Daniel Bader, a research analyst at Columbia University’s Center for Climate Systems Research, delivered dire predictions for the future, should current trends continue. As measured at the Battery in Lower Manhattan, a sea-level rise of one foot has occured since 1900, he said, greater than the global average. The rate across Long Island is comparable, he said. This is due both to the warming of the oceans and, recently, the loss of land-based ice fromAntarctica and Greenland.
“What’s driving our science?” he asked. The answer: higher concentrations of greenhouse gases in the atmosphere, caused by the burning of coal, oil, and natural gas. “We know how the planet systems work,” he said, likening the effect of the 90 million tons of carbon dioxide and other greenhouse gases released into the atmosphere daily to putting a heavy blanket over the earth.

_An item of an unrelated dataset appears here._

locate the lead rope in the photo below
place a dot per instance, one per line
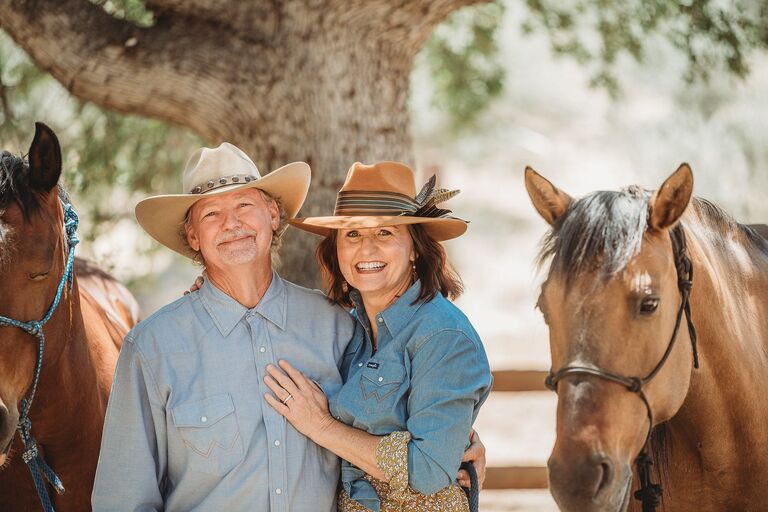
(37, 465)
(473, 493)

By 2080, he said, an annual temperature increase of up to 10 degrees Fahrenheit is possible, along with a sea-level rise of almost six feet. A “one in 100-year storm” as we now know it, he said, may occur 10 to 15 times as often, along with an increase in the incidence of heavy rainfalls. “We face an extreme risk as a coastal community,” Mr. Bader said. “These are staggering numbers. They justify a response.”
Gordian Raacke, executive director of the East Hampton advocacy group Renewable Energy Long Island, gave a powerful presentation that included both ominous predictions and a blueprint for mitigation. In order to avert catastrophic warming, he said, scientists assert that we must reduce the amount of carbon dioxide in the atmosphere to no more than 350 parts per million; it is at present around 400. “The current business model that we have,” he said, “is unsustainable.”

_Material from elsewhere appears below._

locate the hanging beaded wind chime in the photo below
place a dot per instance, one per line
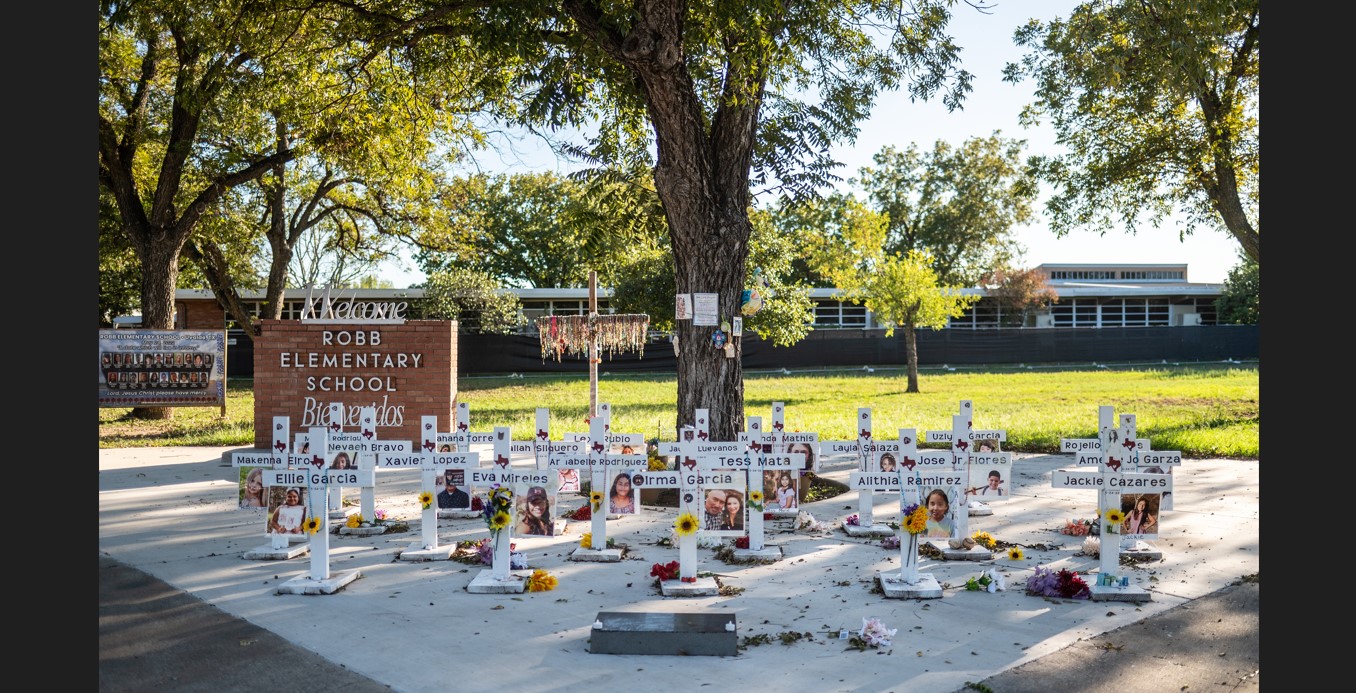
(571, 334)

Mr. Raacke, who is a member of the town’s energy sustainability committee, praised Supervisor Larry Cantwell, who was in attendance, and the town board for adopting the goal of meeting its energy consumption through renewable sources. He also cited the state’s Executive Order No. 24, which calls for an 80-percent reduction, from 1990 levels, in greenhouse gas emissions from all sources by 2050. “It’s a tall order,” he said. “Everybody here has a lot to do with it.”
But the tools to make a complete transition to renewable energy are available today, he said. Putting solar panels on every house for which they are suitable is advisable — the number of installed solar electric systems in the town, approximately 400 at the end of 2014, is expected to double this year — as is the creation of utility-scale solar installations. Offshore wind farms, energy-efficient buildings and appliances, and the purchase of green energy from other parts of Long Island would also further the town’s goals, Mr. Raacke said.

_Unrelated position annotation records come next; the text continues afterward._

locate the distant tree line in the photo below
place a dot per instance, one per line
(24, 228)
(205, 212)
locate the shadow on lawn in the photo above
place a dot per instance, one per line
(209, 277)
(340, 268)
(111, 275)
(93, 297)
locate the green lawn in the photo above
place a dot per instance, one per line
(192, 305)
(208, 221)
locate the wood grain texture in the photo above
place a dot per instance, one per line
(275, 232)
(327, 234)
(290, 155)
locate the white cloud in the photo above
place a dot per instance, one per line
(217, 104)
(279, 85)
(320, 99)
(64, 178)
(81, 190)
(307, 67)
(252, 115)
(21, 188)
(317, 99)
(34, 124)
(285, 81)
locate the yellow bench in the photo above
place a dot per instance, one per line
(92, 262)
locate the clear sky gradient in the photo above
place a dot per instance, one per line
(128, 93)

In the transportation sector, an electric-vehicle charging station at Town Hall is a positive step, he said, but better mass-transit systems and a more bicycle and pedestrian-friendly infrastructure are advisable. “And we need to eat locally produced food,” he said, noting the long distance most food travels before reaching consumers.
“Today we are at a crossroads,” Mr. Raacke said. “We have a choice between sticking with the old business model that doesn’t work, or choosing a clean energy future.” The town board, he said, “has shown tremendous leadership to take the right fork.” He urged the community to “take pride and ownership in developing solutions to solve this problem. . . . It will take each and every one of us to make it happen.”